Entonces entró el marido y se dirigió hacia donde estaba ella. Tenía algo
atorado en los ojos que sólo cuando le comentó
a su mujer se degrado su intensidad.
-Tenías
razón –le dijo Rafael-. Lo que nos iba a pasar es que tu hijo quiere vender la
botica para poder casarse.
Mercedes
estaba preparada para socorrer a la madre cuando la vio retroceder el pie y
llevarse la mano al corazón. Por fortuna no hicieron falta sus habilidades de
enfermera una vez Lorenza sopesó la noticia. Trató de entender al marido, con
su preocupación por el sustento que ofrecía la botica al bolsillo de la
familia, y a su vez al hijo, aquel ángel despiadadamente seducido que daría
todo por su reina.
Se
dirigió al hijo, sin recovecos, y lo miró como escrutando la verdad de su
sentir. En sus ojos había culpa bien pensada, soportada tan sólo por el
consuelo de dejarles la merecería y llevarse sólo sus pertenencias, además de
una misteriosa felicidad mezclada con el brillo del recuerdo de su amor por
Isabel Vidal. Entonces no pudo más que aceptarlo. Se dio la vuelta para ver al
marido, y con una rama del cosquilleo acariciándole el esternón, entonces dijo:
-Esto
no es lo que va a pasar. Pero no podemos hacer más que aceptar que la botica es
suya.
Por
supuesto que el marido rabió. Discutieron de tantas cosas que al final ni bien
se acordaban por qué había empezado todo. Ni siquiera Mercedes logró llevarlos
al comedor para que cenaran juntos, así que le envió a cada uno mazapanes que
había hecho con el nombre del otro y se fue a su cuarto. Escribió por largo
rato hasta sentir un olor de amapolas y caer rendida. Apenas eran las nueve.

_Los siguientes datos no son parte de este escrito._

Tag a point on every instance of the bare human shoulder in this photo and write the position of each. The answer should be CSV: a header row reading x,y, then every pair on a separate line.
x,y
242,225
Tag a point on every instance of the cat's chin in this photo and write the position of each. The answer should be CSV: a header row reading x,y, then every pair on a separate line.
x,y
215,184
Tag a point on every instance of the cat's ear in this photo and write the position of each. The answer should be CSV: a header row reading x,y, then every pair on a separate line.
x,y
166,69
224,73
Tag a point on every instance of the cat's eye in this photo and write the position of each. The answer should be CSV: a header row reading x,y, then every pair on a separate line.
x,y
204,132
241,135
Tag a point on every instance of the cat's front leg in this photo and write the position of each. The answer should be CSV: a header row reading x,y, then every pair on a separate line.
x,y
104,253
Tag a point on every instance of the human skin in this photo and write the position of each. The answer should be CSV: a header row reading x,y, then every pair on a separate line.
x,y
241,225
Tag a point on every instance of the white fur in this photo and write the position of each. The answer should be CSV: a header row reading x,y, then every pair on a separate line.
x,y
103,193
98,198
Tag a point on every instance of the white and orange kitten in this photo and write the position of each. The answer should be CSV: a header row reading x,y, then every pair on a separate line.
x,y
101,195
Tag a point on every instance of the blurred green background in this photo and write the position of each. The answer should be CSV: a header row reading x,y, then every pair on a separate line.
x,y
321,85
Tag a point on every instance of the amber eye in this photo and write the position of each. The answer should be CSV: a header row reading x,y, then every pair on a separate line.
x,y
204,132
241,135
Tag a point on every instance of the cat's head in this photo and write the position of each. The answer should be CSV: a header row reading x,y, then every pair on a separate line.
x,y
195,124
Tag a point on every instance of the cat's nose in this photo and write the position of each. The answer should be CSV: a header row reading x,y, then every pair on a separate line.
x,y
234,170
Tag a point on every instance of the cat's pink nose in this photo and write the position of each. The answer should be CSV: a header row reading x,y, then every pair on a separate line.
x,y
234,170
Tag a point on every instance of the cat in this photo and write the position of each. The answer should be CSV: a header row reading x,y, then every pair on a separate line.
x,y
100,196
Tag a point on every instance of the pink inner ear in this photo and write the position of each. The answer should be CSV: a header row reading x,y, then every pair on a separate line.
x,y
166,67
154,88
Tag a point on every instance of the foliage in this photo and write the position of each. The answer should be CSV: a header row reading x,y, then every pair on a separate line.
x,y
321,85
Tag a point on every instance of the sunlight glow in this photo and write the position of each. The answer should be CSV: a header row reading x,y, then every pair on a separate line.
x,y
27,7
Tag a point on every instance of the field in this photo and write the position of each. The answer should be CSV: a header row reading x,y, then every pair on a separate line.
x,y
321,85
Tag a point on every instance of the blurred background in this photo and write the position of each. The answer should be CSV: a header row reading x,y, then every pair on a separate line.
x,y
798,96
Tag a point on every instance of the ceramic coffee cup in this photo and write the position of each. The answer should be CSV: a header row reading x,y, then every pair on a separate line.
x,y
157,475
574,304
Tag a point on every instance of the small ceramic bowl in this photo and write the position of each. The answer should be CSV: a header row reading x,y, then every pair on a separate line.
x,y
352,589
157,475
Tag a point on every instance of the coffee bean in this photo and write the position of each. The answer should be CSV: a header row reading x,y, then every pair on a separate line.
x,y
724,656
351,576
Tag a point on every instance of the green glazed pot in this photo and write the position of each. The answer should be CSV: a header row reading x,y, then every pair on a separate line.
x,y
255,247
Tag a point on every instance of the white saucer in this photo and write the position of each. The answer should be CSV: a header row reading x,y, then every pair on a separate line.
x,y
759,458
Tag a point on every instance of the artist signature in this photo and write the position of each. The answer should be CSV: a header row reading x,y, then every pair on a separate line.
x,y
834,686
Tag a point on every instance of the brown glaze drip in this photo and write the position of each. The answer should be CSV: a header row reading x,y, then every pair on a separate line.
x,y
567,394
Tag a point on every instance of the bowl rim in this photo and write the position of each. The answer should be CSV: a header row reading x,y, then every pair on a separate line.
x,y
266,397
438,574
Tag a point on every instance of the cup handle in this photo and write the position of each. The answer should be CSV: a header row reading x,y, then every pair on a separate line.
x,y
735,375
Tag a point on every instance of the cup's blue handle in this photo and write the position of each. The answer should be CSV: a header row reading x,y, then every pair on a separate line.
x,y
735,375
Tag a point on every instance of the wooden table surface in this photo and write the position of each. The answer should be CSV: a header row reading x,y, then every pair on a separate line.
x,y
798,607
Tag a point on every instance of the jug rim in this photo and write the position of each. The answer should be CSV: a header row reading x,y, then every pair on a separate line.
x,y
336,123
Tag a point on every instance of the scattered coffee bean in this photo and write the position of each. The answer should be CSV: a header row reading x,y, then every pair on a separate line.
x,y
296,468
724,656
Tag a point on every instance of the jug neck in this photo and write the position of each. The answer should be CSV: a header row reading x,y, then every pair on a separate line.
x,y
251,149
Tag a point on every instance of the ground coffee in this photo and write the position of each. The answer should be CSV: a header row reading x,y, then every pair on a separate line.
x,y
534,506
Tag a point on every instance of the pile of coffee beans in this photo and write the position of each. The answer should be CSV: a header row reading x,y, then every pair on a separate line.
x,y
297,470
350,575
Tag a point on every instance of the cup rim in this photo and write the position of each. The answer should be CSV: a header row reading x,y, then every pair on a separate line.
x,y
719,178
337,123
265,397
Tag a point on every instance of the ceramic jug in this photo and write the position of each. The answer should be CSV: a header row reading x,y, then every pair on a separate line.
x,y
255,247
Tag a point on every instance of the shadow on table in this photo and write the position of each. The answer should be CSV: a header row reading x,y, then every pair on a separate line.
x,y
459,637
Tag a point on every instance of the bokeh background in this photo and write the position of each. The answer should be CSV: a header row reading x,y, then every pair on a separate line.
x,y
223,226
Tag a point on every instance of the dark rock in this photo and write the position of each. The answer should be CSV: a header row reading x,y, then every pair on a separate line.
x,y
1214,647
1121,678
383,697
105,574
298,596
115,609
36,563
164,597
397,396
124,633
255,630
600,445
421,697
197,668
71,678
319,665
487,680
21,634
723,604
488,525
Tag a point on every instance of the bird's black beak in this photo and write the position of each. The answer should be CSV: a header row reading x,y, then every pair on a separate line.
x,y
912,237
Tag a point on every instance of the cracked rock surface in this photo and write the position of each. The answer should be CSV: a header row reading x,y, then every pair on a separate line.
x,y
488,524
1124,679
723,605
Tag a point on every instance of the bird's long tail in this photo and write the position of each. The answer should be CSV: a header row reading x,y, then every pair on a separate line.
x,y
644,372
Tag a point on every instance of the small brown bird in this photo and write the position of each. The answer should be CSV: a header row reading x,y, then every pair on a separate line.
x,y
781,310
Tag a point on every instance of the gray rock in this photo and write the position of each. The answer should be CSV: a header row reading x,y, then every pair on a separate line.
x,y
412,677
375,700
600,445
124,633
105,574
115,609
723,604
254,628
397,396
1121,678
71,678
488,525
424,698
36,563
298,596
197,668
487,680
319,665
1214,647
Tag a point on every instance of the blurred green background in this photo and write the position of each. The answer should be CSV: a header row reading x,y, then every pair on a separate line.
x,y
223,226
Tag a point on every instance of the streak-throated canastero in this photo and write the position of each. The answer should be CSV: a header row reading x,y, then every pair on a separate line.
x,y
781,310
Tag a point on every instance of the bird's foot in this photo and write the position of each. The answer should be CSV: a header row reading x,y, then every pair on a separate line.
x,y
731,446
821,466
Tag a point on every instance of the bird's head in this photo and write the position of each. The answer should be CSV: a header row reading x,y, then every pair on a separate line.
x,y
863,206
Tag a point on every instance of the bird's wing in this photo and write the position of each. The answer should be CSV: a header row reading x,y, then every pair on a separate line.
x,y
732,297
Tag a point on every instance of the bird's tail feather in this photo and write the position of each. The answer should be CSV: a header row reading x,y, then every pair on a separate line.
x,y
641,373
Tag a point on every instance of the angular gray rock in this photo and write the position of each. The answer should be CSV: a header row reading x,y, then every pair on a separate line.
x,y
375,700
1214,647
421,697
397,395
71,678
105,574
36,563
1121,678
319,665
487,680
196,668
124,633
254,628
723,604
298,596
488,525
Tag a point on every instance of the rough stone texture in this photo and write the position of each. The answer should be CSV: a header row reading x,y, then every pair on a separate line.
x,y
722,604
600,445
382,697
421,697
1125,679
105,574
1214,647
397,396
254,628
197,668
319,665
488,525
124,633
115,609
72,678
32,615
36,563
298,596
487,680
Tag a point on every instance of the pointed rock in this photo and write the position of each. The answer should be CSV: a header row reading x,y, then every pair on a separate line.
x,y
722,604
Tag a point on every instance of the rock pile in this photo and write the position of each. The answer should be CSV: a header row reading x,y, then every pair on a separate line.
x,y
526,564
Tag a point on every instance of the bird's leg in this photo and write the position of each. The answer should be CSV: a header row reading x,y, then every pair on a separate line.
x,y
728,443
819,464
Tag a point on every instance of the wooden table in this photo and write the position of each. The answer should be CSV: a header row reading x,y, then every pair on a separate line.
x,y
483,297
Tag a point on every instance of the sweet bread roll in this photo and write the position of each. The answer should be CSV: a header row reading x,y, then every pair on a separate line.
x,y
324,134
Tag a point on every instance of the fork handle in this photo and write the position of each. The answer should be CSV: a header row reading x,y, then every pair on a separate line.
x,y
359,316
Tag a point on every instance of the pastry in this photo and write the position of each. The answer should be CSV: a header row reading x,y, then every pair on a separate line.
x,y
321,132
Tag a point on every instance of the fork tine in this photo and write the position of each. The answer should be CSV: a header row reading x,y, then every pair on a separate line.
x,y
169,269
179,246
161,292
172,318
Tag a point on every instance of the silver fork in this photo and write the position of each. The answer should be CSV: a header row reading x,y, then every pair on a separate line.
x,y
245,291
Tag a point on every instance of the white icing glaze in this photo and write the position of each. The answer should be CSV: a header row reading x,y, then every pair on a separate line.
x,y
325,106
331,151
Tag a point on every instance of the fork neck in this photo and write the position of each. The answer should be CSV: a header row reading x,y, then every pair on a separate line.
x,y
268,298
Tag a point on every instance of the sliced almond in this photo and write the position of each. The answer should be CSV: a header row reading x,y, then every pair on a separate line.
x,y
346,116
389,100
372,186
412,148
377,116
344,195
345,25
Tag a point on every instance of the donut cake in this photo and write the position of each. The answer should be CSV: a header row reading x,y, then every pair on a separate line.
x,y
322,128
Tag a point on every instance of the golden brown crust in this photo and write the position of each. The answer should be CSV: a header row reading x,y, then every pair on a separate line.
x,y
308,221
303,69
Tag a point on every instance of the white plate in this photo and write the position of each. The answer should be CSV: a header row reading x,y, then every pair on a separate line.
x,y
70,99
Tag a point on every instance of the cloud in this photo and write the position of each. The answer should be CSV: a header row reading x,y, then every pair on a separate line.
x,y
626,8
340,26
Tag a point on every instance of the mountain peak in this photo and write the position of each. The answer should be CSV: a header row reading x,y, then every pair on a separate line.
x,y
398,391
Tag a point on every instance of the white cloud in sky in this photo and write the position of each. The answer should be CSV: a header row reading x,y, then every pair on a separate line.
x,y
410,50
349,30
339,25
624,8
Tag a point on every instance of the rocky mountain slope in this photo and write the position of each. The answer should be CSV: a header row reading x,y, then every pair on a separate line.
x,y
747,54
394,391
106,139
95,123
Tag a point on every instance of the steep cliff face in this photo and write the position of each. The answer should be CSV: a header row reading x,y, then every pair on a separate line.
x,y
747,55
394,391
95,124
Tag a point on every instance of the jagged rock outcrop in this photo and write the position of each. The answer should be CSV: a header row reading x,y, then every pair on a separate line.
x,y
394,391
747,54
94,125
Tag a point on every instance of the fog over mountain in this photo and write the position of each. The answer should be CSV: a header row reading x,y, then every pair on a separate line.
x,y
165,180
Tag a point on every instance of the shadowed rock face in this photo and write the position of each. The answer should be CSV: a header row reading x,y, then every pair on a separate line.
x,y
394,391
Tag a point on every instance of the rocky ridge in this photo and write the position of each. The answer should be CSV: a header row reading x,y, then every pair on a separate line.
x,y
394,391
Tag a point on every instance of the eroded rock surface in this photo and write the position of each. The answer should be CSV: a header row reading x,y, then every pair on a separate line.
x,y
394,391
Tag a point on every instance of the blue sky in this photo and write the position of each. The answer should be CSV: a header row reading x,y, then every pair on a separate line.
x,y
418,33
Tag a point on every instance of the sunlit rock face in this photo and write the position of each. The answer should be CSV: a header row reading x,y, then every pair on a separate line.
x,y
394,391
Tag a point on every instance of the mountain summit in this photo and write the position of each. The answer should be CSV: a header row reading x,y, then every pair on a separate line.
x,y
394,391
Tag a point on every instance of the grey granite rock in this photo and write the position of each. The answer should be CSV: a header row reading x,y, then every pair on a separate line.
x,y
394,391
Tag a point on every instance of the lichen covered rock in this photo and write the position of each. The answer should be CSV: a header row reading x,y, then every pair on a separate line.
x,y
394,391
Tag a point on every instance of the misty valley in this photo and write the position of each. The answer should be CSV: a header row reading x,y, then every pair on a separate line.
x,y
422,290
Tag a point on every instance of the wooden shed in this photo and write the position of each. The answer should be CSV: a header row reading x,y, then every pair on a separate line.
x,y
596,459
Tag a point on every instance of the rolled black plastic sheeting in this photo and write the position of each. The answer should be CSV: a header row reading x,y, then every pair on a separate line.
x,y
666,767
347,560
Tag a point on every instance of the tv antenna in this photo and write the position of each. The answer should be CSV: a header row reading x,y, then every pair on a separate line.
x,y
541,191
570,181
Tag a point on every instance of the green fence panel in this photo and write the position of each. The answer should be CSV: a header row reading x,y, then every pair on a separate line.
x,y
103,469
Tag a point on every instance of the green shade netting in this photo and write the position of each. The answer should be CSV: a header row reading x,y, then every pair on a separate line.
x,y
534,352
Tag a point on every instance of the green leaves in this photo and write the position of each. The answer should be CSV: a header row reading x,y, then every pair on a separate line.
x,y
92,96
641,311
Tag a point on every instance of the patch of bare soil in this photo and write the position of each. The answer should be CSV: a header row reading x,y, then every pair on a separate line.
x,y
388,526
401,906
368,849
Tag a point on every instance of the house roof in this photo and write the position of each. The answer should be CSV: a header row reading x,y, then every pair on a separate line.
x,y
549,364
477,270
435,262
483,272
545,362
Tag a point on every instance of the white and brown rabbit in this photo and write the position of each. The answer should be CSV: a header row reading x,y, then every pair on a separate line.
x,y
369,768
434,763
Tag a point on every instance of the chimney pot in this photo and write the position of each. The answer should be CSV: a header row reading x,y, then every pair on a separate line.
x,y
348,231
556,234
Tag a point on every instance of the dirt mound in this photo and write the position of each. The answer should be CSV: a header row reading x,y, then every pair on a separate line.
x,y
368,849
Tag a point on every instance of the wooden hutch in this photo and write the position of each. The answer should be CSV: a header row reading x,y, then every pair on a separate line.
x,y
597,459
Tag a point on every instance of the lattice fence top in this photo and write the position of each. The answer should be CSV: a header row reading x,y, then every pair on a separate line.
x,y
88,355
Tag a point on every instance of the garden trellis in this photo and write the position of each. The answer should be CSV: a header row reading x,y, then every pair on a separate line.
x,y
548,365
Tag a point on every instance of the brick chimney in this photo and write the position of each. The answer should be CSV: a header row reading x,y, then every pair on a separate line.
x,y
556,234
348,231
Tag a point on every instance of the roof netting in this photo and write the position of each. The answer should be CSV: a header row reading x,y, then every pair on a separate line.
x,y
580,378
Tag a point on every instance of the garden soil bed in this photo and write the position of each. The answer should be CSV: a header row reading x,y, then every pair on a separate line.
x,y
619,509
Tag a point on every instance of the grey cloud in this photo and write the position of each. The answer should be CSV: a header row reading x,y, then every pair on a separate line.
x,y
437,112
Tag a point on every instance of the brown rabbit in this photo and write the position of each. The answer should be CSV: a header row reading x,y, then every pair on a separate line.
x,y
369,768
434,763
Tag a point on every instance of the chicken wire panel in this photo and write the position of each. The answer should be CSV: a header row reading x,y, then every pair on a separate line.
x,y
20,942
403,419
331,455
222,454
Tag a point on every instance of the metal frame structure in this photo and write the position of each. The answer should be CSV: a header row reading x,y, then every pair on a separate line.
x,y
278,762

Cuando a Lorenza le llegó el olor sintió que las cosas se les adelantaban, y
pegó un grito como resistencia al sueño que la invadía. Rafael y Miguel la
escucharon, aunque el último creyó que se trataba de una pesadilla que iba a
comenzar y el primero no hizo más que correr hacía donde el aroma para tratar
de auxiliar a su mujer.
Durmieron
doce horas.
A la
siguiente noche el olor de amapolas los alcanzó a todos cuando los relojes
marcaron las ocho, dejándoles dormir hasta las diez de la mañana del día
siguiente. Y así el olor de amapolas se adelantó en llegar una hora cada día e
irse una hora más tarde, por lo que cuando al pueblo sólo le quedaron seis
horas de vigilia aquello era una cosa de locos. Todos iban y venían de un lado
a otro con la preocupación del tiempo. El caso de la mujer esponja, la que por
desgracia todas las noches quedó dormida dentro de la bañera, tan hinchada y
arrugada de todas partes por el agua absorbida, fue la consecuencia más
tranquila que ofreció el sueño esporádico, pues las muchas muertes de aquellos
que caían de las escaleras, se volvían cenizas por el incendio que provocaban
sus velas o los que de plano se golpeaban tan duro contra el piso que jamás
volvían a despertar, sonaban de tal manera que para muchos el salir de la cama
se volvió una señal de intrepidez.
Así
que el pueblo entero se reunió una sola vez para hablar de los hechos, cuando
aún les quedaban cuatro horas de vigilia. Entre la discusión y los golpes de
mazo de la tribuna municipal la muchedumbre reunida no hizo más que exaltarse,
y el presidente no tenía tiempo para solucionar los problemas ajenos, así que
lanzó un disparo al cielo que mandó a callar a todos de una buena vez. Entonces
el presidente, cansado ya de escuchar discusiones, decretó que nadie más podía
salir de la cama hasta pasadas las consecuencias, y aseguró que todo acabaría
cuando lograsen pegar el parpado un día entero.
A
muchos, como a Rafael y su familia, no les convenció del todo la idea de
aceptar el sueño, pues sentían que quizá el presidente se equivocaba y en vez
de acabar con las rondas esporádicas de aroma a amapolas el destino los sumiría
a todos en un descanso del que no habrían de despertar jamás.
-¿Qué
no es así? –le susurró un viajero macilento a Lorenza, y las cosquillas con
toda ella se quedaron perdidas en algún lugar del espacio, al igual que el
remordimiento por no haberle hecho al hijo, de verdad enamorado, aunque fuese
una simple comida de compromiso, mientras todos sucumbían ante el olor de las flores
somníferas y encontraban un lugar para la eternidad al desplomarse sobre la
plaza.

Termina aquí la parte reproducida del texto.